Dogs and cats alike require dental care. The Drake Center for Veterinary Care in California notes that cats over the age of four can develop gingivitis and periodontal disease. The older they get, the more alarming these issues can be. Dogs are likewise at risk of oral health concerns. Bad breath, visible plaque, and reduced appetite are all signs that your aging pup is dealing with tooth problems. You can offset many of these issues by brushing your dog’s teeth. Dental chews and water additives may also help if your dog doesn’t like their teeth being touched or are visibly uncomfortable when doing so.

Regular vet visits

Older animals tend to have more healthcare requirements with each passing year. Your vet may recommend a senior blood panel to check heart, liver, and kidney function. Because pets tend to develop health issues like the ones previously mentioned, it is likely you will be seeing your vet more frequently, which can get very expensive. Sadly, because of this, so many senior pets end up in our shelters because their owners cannot afford their care. Therefore, it is very important to be financially prepared for your senior pet’s medical needs.

You may be able to get pet insurance to offset medical expenses. Before you buy, look into various plans to find out if they cover the services you need and accept older pets. Most do not cover any pre-existing conditions, but do your research. We recommend pet insurance by the ASPCA, but there are other quality pet insurance providers. 

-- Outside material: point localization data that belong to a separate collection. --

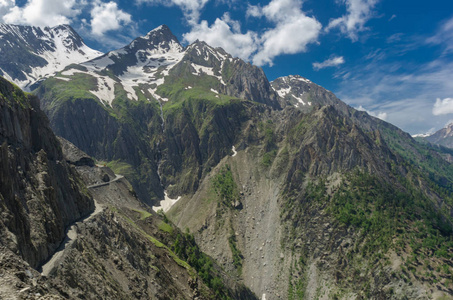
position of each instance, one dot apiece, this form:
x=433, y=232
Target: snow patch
x=299, y=99
x=63, y=78
x=166, y=204
x=62, y=54
x=106, y=88
x=283, y=92
x=200, y=70
x=234, y=151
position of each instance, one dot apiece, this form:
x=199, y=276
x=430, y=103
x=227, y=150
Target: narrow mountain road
x=71, y=236
x=71, y=232
x=118, y=177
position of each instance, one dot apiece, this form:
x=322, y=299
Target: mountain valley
x=285, y=191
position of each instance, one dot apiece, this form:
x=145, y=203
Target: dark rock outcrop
x=40, y=194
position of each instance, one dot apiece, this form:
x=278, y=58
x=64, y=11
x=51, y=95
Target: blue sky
x=391, y=58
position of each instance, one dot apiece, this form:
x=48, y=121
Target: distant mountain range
x=443, y=137
x=279, y=186
x=31, y=54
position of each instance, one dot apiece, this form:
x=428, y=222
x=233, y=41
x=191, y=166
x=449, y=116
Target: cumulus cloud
x=358, y=13
x=106, y=17
x=444, y=36
x=331, y=62
x=443, y=107
x=191, y=8
x=291, y=34
x=40, y=12
x=225, y=33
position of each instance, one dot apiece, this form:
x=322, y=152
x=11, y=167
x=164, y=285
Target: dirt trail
x=118, y=177
x=71, y=232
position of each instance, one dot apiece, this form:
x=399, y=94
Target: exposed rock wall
x=40, y=193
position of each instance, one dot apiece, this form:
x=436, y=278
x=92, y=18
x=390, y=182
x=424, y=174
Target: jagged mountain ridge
x=31, y=54
x=122, y=250
x=299, y=170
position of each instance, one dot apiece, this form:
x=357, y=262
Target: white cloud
x=5, y=6
x=292, y=33
x=40, y=12
x=358, y=13
x=191, y=8
x=443, y=107
x=444, y=36
x=403, y=93
x=225, y=33
x=106, y=17
x=331, y=62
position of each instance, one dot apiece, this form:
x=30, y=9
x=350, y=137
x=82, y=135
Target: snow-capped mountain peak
x=43, y=52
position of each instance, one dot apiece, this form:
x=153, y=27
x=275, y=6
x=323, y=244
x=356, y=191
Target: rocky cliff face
x=123, y=249
x=40, y=193
x=283, y=184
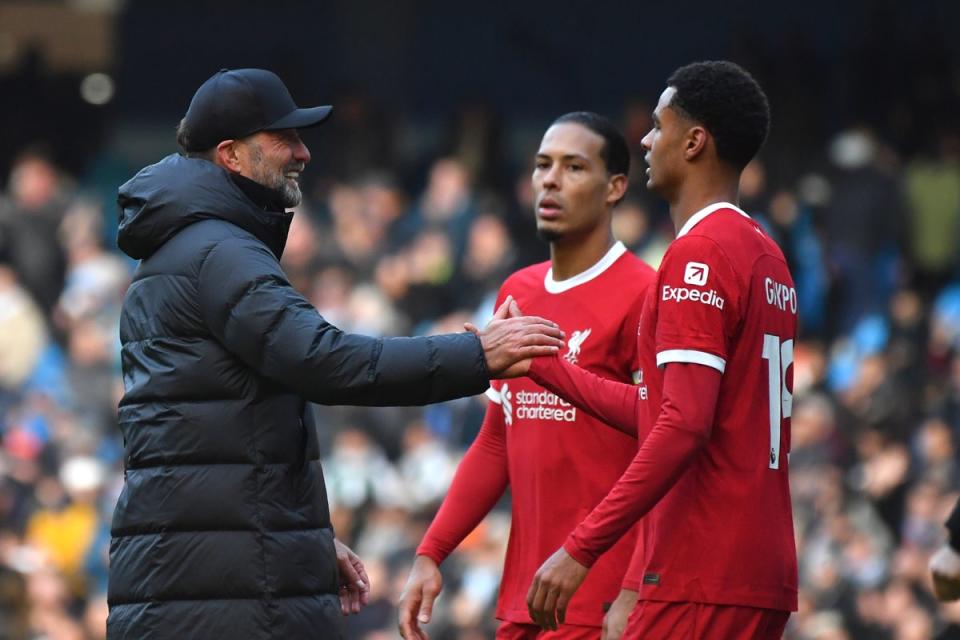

Make your home senior pet friendly

While you probably don’t need to add wheelchair access to your home to accommodate an aging animal, there are a few things you can do to make it easier for them to get around. Older pets tend to develop bone and joint problems as they age, which could affect their mobility. This is why we recommend making certain accommodation for your senior pet.

If your dog sleeps on the bed or lay on the couch, a pet ramp can help them get to their sleeping spot without trying to jump. Likewise, if you notice that they slip and slide on tile or hardwood floors, consider adding non-skid runners throughout their preferred path.

Regular grooming

As your pet ages, it’s likely that their coat will start to lose its luster. Seniors often suffer with dry, flaky skin. If you have a long-haired pet, we recommend you brush your pet regularly to avoid mats and tangles. Also, use natural oatmeal-based shampoos to help nourish dry, irritated skin.

As you can see, taking care of an older animal is not that different from taking care of yourself when your own hair starts to gray. It requires both mental and physical exercise, proper nutrition, a relationship with their health care professional, and a few simple home modifications. These tips can help you help your beloved pet thrive and enjoy their sunset years.